Tommy, who had been allowed to take his money with him when he entered the program, worked various legitimate jobs while in the program, including one in a restaurant. He told me this about the difference between civilian life and the mafia, in an interview that I did with him in 2000 for the New York Times: "All the time I was in the mob, I never wanted to kill anybody. Out here in the legitimate world, there's 10 people that I've met that I would kill.
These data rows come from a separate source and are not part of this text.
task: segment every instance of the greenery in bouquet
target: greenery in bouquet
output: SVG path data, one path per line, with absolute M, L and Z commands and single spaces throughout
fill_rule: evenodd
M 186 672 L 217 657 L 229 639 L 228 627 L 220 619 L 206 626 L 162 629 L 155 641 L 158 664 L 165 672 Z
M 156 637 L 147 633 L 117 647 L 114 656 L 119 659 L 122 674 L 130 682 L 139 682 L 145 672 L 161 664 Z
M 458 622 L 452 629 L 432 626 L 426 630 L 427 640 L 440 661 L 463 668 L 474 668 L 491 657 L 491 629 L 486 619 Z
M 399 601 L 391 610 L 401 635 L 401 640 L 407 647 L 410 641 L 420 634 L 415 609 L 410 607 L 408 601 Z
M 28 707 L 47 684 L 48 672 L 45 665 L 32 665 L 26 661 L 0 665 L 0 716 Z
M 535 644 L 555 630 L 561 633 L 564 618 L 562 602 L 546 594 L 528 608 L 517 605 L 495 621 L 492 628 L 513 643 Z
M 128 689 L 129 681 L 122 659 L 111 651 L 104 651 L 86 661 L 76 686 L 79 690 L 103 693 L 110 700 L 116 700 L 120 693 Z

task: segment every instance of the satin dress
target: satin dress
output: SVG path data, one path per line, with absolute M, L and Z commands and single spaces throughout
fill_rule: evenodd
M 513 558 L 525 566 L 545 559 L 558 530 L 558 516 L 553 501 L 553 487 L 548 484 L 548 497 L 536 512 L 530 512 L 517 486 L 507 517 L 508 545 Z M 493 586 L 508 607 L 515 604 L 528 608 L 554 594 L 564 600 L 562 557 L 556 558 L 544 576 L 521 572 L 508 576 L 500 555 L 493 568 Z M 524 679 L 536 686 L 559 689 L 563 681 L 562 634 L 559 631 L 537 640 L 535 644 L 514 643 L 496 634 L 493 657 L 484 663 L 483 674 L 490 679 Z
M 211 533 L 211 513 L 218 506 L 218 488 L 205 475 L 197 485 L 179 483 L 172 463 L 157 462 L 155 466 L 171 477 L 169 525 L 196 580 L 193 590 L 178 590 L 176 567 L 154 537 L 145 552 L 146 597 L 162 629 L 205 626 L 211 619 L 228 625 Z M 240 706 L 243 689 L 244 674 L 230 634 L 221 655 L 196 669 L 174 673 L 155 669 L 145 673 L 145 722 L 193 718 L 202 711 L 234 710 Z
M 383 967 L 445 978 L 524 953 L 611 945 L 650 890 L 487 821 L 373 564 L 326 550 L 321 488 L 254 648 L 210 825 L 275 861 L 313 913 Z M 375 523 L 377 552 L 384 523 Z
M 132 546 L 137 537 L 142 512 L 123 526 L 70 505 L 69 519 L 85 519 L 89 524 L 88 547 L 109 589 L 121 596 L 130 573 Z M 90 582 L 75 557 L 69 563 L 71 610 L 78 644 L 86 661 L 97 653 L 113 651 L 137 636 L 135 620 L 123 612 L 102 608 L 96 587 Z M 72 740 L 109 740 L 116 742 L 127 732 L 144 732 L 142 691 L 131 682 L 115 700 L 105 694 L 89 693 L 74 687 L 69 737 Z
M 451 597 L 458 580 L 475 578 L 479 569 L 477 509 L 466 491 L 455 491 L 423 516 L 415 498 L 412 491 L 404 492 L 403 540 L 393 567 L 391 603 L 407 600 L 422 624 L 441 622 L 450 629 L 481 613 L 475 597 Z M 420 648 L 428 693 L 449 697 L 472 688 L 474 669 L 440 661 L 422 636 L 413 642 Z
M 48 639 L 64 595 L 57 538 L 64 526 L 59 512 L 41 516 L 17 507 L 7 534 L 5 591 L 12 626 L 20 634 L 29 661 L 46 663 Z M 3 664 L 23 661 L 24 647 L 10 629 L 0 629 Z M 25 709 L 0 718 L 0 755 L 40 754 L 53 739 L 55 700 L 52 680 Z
These legitimate people are worse than mob guys.")

OK, so that's sort of the Philadelphia I remember.

On the CBS News last week, they wasted my time (and my birds' time) slobbering over every standard tourist cliche about Philadelphia: Independence Hall and the Liberty Bell; the Art Museum steps (not its collection, mind you), and those two goddamned cheese-steak joints that the travel harpies unfortunate enough to get assigned to write about Philadelphia always gush over. The two joints are in grubby South Philadelphia -- Pat's King of Steaks and Geno's, across the street from one another, rivals for the supposed title of greatest cheese-steak in the world.

Now, anybody remotely familiar with the subject knows that Pat's and Geno's are O.K. at best, their main assets being that they are open 24 hours a day, and if you have a hankering for a big greasy cheese-steak after the Phillies game, or after a long night out, they're there for you.
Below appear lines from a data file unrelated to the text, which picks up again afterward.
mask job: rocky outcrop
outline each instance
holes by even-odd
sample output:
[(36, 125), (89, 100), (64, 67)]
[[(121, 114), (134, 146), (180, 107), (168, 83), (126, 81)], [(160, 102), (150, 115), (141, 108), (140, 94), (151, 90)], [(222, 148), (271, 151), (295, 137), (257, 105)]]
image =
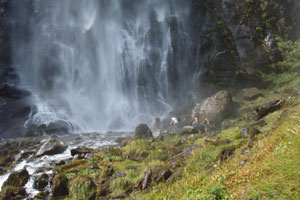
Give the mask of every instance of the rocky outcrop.
[(299, 8), (297, 0), (193, 1), (193, 53), (202, 66), (201, 81), (221, 87), (264, 85), (258, 70), (273, 62), (270, 58), (280, 59), (275, 37), (299, 38)]
[(136, 138), (152, 138), (152, 131), (147, 124), (139, 124), (135, 128), (134, 137)]
[(0, 1), (0, 134), (13, 138), (25, 132), (24, 123), (34, 109), (27, 100), (30, 92), (19, 87), (12, 65), (11, 2)]
[(230, 93), (222, 90), (198, 103), (192, 111), (192, 118), (197, 116), (200, 122), (208, 118), (211, 123), (219, 126), (226, 117), (233, 114), (232, 106)]

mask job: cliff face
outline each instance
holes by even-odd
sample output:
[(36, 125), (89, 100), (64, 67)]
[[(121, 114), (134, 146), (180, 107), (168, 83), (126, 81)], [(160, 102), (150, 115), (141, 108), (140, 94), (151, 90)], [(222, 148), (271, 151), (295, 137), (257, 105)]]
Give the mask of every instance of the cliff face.
[(201, 80), (221, 87), (261, 84), (256, 71), (280, 59), (275, 38), (299, 37), (299, 7), (296, 0), (195, 1), (194, 53), (204, 67)]
[(8, 1), (1, 0), (0, 1), (0, 27), (1, 27), (0, 65), (1, 66), (11, 63), (8, 10), (9, 10)]
[(30, 92), (20, 88), (20, 78), (11, 55), (11, 7), (0, 1), (0, 136), (16, 137), (25, 132), (24, 123), (31, 113)]

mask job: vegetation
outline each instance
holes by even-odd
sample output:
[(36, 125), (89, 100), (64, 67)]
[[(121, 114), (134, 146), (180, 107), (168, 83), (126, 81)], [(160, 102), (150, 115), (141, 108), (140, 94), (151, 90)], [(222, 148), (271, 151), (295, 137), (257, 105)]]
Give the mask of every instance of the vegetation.
[[(276, 67), (282, 73), (263, 74), (269, 87), (260, 97), (241, 102), (240, 116), (227, 119), (227, 127), (224, 122), (216, 136), (135, 139), (59, 166), (54, 174), (69, 184), (65, 199), (300, 199), (300, 99), (292, 93), (300, 82), (300, 61), (295, 59), (300, 57), (300, 42), (278, 41), (278, 48), (283, 60)], [(276, 99), (285, 99), (284, 106), (265, 116), (264, 124), (250, 128), (255, 108)], [(257, 135), (241, 137), (244, 127), (249, 132), (257, 129)], [(230, 152), (222, 157), (226, 149)], [(141, 189), (150, 169), (178, 176), (157, 181), (152, 175)]]

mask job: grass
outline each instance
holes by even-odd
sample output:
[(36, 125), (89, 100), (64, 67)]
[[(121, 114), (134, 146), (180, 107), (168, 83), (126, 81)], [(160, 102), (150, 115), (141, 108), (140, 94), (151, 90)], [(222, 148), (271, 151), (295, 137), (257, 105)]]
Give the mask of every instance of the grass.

In fact, I do remember one strange time after a long night with a gang of press and movie people at Ed (Mrs. Paul's Fish Sticks) Piszek's wonderful but short-lived Philadelphia Press Club. I think it was in 1977.

My evening somehow ended up after 3 a.m. at Pat's King of Steaks, in the company of a very famous, and very famished, Hollywood actress who told me she would have me killed if I ever put it in the paper that we had lurched down to Pat's, just the two of us, to wolf down cheese-steaks at that hour of the night. She had on sunglasses, and an edge of the cheese-steak smudged them with grease as she devoured it, as I recall. She's not as famous now, but a promise is a promise -- and a threat is a threat, as my mob friend would agree.
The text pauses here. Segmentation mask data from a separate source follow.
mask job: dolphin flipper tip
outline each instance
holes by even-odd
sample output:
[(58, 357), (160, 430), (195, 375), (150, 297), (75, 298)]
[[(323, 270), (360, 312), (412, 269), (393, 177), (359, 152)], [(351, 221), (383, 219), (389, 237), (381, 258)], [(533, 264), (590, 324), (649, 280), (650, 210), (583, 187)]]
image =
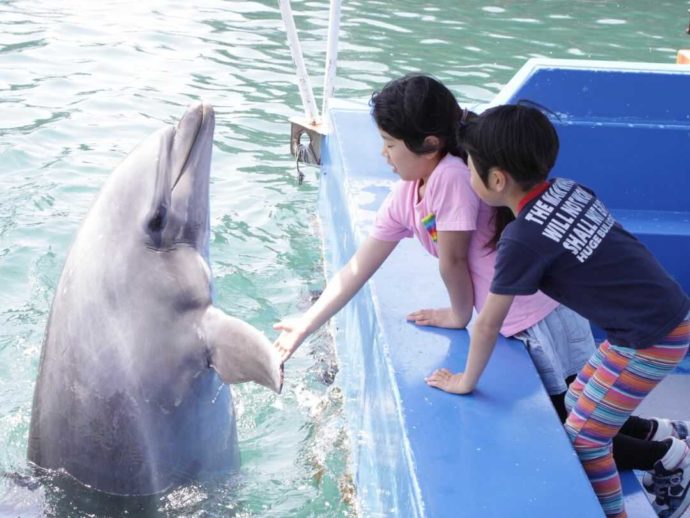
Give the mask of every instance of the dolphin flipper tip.
[(225, 383), (254, 381), (280, 394), (284, 367), (261, 331), (215, 307), (206, 311), (203, 325), (210, 364)]

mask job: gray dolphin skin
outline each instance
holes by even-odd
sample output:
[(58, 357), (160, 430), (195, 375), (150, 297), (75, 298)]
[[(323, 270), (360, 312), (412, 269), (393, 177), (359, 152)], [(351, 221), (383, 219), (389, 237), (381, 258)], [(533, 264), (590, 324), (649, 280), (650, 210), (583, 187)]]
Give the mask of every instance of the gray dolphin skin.
[(58, 283), (34, 392), (29, 460), (117, 495), (236, 469), (228, 383), (276, 392), (268, 339), (213, 306), (215, 116), (190, 107), (110, 175)]

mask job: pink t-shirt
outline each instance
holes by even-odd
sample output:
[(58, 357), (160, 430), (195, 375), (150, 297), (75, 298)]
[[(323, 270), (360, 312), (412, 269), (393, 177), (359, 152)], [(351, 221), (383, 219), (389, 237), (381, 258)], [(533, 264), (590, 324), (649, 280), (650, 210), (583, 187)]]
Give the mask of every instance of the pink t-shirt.
[[(418, 199), (419, 181), (399, 181), (376, 214), (371, 236), (400, 241), (417, 236), (422, 246), (438, 257), (437, 231), (473, 231), (467, 262), (474, 287), (474, 307), (481, 311), (494, 275), (496, 251), (486, 246), (494, 232), (493, 209), (470, 186), (470, 171), (458, 157), (446, 155), (431, 173), (424, 198)], [(532, 327), (558, 306), (538, 291), (515, 297), (501, 334), (513, 336)]]

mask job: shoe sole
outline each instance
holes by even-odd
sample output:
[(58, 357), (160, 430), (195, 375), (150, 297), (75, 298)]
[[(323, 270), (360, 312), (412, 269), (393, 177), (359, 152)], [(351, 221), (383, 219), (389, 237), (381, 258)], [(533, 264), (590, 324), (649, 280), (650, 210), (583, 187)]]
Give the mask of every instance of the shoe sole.
[(662, 515), (665, 516), (665, 518), (678, 518), (680, 515), (682, 515), (688, 506), (690, 506), (690, 482), (688, 485), (685, 486), (685, 490), (683, 491), (683, 494), (681, 496), (676, 496), (672, 497), (674, 500), (677, 498), (681, 498), (680, 505), (673, 511), (672, 514), (669, 515)]

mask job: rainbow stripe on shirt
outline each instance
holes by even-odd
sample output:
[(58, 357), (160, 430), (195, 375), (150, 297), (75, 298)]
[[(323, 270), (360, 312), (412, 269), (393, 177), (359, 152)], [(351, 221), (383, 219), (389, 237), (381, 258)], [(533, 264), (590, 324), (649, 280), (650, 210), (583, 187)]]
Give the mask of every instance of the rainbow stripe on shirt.
[(422, 224), (424, 225), (424, 228), (426, 228), (426, 231), (431, 236), (431, 240), (434, 243), (436, 243), (436, 241), (438, 241), (438, 233), (436, 232), (436, 214), (434, 214), (432, 212), (432, 213), (424, 216), (422, 218)]

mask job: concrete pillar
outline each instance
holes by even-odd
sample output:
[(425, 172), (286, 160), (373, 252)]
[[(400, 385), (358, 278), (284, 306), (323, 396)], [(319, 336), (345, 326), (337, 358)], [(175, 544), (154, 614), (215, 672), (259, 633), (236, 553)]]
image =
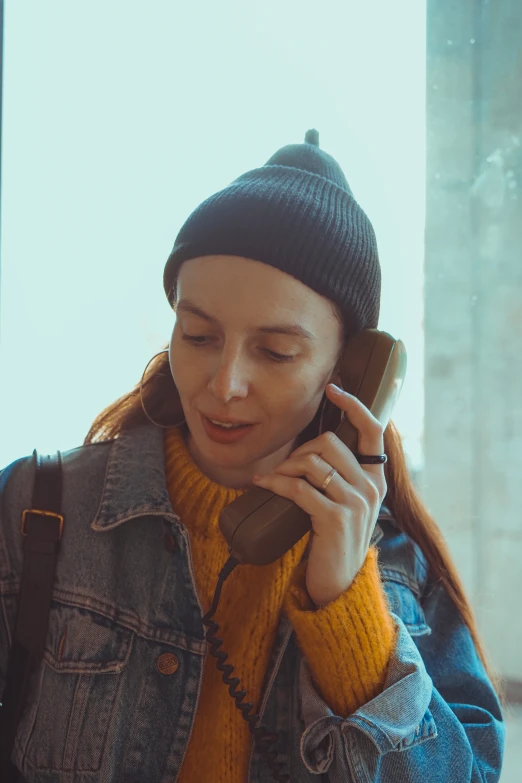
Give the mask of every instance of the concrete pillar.
[(428, 0), (423, 498), (522, 681), (522, 3)]

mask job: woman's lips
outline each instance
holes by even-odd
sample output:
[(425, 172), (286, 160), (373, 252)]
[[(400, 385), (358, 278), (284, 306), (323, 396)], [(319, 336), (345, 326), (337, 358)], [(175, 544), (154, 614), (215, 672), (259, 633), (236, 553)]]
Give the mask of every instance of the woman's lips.
[(241, 440), (241, 438), (244, 438), (245, 435), (248, 435), (256, 426), (255, 424), (244, 424), (233, 429), (224, 429), (217, 424), (212, 424), (210, 419), (202, 413), (200, 416), (203, 422), (203, 429), (208, 438), (214, 441), (214, 443), (235, 443), (236, 441)]

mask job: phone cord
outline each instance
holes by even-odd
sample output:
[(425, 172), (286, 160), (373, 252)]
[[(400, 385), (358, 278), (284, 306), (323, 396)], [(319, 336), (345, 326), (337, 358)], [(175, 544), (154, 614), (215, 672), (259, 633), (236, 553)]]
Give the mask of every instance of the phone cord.
[(281, 768), (284, 766), (284, 764), (280, 761), (276, 761), (277, 752), (273, 749), (270, 750), (270, 746), (279, 740), (279, 734), (270, 734), (264, 726), (256, 726), (255, 724), (260, 720), (259, 715), (255, 713), (252, 715), (248, 714), (249, 711), (253, 708), (253, 704), (251, 702), (247, 702), (246, 704), (242, 703), (246, 696), (246, 691), (236, 690), (237, 686), (239, 685), (239, 679), (237, 677), (230, 677), (234, 671), (234, 667), (230, 663), (225, 663), (228, 658), (228, 653), (224, 652), (223, 650), (219, 650), (223, 644), (223, 640), (216, 636), (216, 633), (219, 630), (219, 625), (211, 620), (211, 618), (216, 613), (223, 583), (227, 577), (230, 576), (237, 565), (239, 565), (239, 561), (236, 560), (235, 557), (229, 557), (219, 572), (216, 590), (212, 600), (212, 606), (210, 607), (210, 610), (207, 612), (207, 614), (203, 617), (203, 625), (206, 625), (209, 629), (206, 633), (206, 638), (209, 642), (209, 652), (214, 656), (214, 658), (217, 659), (216, 666), (219, 671), (223, 672), (223, 682), (225, 685), (228, 685), (229, 693), (235, 699), (236, 707), (238, 710), (240, 710), (241, 715), (247, 721), (248, 728), (254, 735), (255, 742), (257, 742), (259, 749), (266, 757), (268, 766), (272, 770), (273, 779), (277, 780), (278, 783), (284, 783), (284, 781), (290, 780), (290, 777), (281, 771)]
Anyway, who cares about the CBS Evening News, another dinosaur trudging off to the tar pits? But I must say the segment on cheese steaks got my attention, at least enough to want to set the record straight.

One reason for this odd attention to cheese-steaks is that, having put on weight with all the traveling I do, I am on a diet. And when you are on a diet and you grew up in Philadelphia, there is nothing quite as riveting as the image of a belly-buster of a Philadelphia cheese-steak.

The cheese-steak sandwich is unique to Philadelphia and its suburbs in both Pennsylvania and New Jersey. Yeah, I know they sell them elsewhere, but they're not the same. There is something especially unique about the roll. Every Philadelphia native I know who's moved elsewhere (and that would include all of them) wonders why you can't get a Philadelphia-quality torpedo roll anywhere else in the country. Trust me: You can't.

But unless you're towing around a beautiful, sloshed and hungry starlet who absolutely demands to go to Pat's, there are tons of great cheese-steak joints in the Philadelphia. Here's a link. On that list, many of the cognoscenti would settle on Frank's, at 4th and South. Ignore any links on the list to cheese-steaks that are sold anywhere more than 60 miles from Philadelphia.

For another Philadelphia specialty, the sub-like hoagie (a masterpiece of sandwich construction), the White House Sub Shop in Atlantic City is mobbed (I mean, crowded) and justifiably renowned. They also make great cheese-steaks.

Now I gotta go feed the parrots. Nothing like chopping up some nice broccoli, some fruit, some string beans and a hardboiled egg and tossing in some pistachios and walnuts (that's the birds' dinner) to get your mind off cheese-steaks and onto that nice broiled piece of fish (that's mine).

Luckily, Philadelphia is a 2-hour drive from my house.